The raw data produced by genome sequencing projects currently provides little insight into the precise workings of an organism at the molecular level (Luscombe et al., in press). Therefore, the goal of functional genomics is to complement the genomic sequence by assigning useful biological information to every gene. Through this, we aim to improve our understanding of how the different biological molecules contained within the cell (i.e., DNA, RNA, proteins, and metabolites) combine to make the organism viable. Clearly, the main challenge is the elucidation of all molecular, cellular, and physiological functions of each gene product. However, there are many subsidiary goals as part of this challenge, such as defining the three-dimensional structures of these macromolecules, their subcellular localizations, intermolecular interactions, and expression levels. Although gathering and classifying the necessary information is central to this process, it is impractical to rely on individual experiments for the potentially thousands of genes in each organism. Furthermore, with large-scale proteomic experiments still yet to be used widely, computational techniques — while sometimes based on less than ideal information — provide a crucial resource for assigning biological data.
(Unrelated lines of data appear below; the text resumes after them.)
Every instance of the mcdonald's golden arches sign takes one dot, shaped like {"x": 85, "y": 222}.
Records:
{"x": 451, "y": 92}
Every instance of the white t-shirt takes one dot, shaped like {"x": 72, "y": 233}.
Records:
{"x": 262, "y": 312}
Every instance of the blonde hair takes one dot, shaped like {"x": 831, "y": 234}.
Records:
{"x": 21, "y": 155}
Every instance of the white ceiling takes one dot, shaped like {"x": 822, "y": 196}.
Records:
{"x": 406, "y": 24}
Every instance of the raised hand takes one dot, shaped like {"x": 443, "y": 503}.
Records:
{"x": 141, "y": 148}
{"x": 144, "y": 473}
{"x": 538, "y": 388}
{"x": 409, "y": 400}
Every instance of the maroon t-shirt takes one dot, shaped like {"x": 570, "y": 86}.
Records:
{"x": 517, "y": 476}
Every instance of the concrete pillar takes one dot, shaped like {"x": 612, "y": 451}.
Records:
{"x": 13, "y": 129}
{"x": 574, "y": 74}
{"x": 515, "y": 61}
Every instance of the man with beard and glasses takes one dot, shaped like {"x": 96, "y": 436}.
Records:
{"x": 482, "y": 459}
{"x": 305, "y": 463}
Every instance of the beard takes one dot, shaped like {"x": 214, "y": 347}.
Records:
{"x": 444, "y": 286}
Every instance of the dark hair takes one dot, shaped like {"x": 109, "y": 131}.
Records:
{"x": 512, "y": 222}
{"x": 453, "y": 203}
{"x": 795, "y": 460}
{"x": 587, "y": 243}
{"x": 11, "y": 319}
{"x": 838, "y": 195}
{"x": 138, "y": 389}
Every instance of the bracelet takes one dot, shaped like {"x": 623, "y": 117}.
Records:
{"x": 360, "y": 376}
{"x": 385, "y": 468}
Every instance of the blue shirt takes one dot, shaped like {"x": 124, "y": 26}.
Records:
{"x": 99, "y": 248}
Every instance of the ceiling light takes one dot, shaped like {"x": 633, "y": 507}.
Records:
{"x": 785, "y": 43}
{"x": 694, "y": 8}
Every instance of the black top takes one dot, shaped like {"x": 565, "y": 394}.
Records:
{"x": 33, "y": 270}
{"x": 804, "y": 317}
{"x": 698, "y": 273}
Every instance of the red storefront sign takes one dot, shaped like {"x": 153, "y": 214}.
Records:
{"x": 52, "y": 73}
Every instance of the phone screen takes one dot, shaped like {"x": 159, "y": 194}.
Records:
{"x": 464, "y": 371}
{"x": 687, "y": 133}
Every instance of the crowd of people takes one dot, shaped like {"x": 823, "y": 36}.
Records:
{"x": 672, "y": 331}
The paper by Antelmann et al. in this issue of Genome Research(Antelmann et al. 2001) evaluates their earlier attempts to assign protein functions through computational means. Previously, the group used computational methods to predict all exported proteins(or members of the secretome) in Bacillus subtilis by searching for signal peptides and cell retention signals in the protein sequences. A better understanding of how and why a protein is secreted is valuable as the bacterium's ability to export numerous enzymes enables it to degrade extracellular substrates and survive in a continuously changing environment. Moreover, it will eventually allow these bacteria to be employed as “cellular factories” for secreting commercially valuable proteins in large quantities (Tjalsma et al. 2000).

Antelmann et al.'s present paper aims to verify their previous predictions by experimentally characterising the entire population of secreted proteins using 2D gel electrophoresis and mass spectrometry. They showed that the original predictions correctly identified about 50% of all secreted proteins. Most of the disagreements were due to the inability to predict the secretion of proteins lacking the appropriate signal, or those containing seemingly inappropriate signals (cell retention signals). In summary, Antelmann et al.'s work highlights both the encouraging aspects of computational assignments of biological data, and reveals some of the shortcomings in the current methods.

The Path to Function is Filled with 'omes

To describe their studies, Antelmann et al. coined the term “secretome”. This 'omic term is an example of the new lexicon that has appeared recently to define the varied populations and sub-populations in the cell (Fig. 1). These terms are generally suffixed with “-ome”, with an associated research topic of “-omics”.

Figure 1.

An overview of the current ‘omic terminology. (A) A schematic of the main ’omes in the process of gene expression. (B) The literature citations of four of the most widely used 'omes over time.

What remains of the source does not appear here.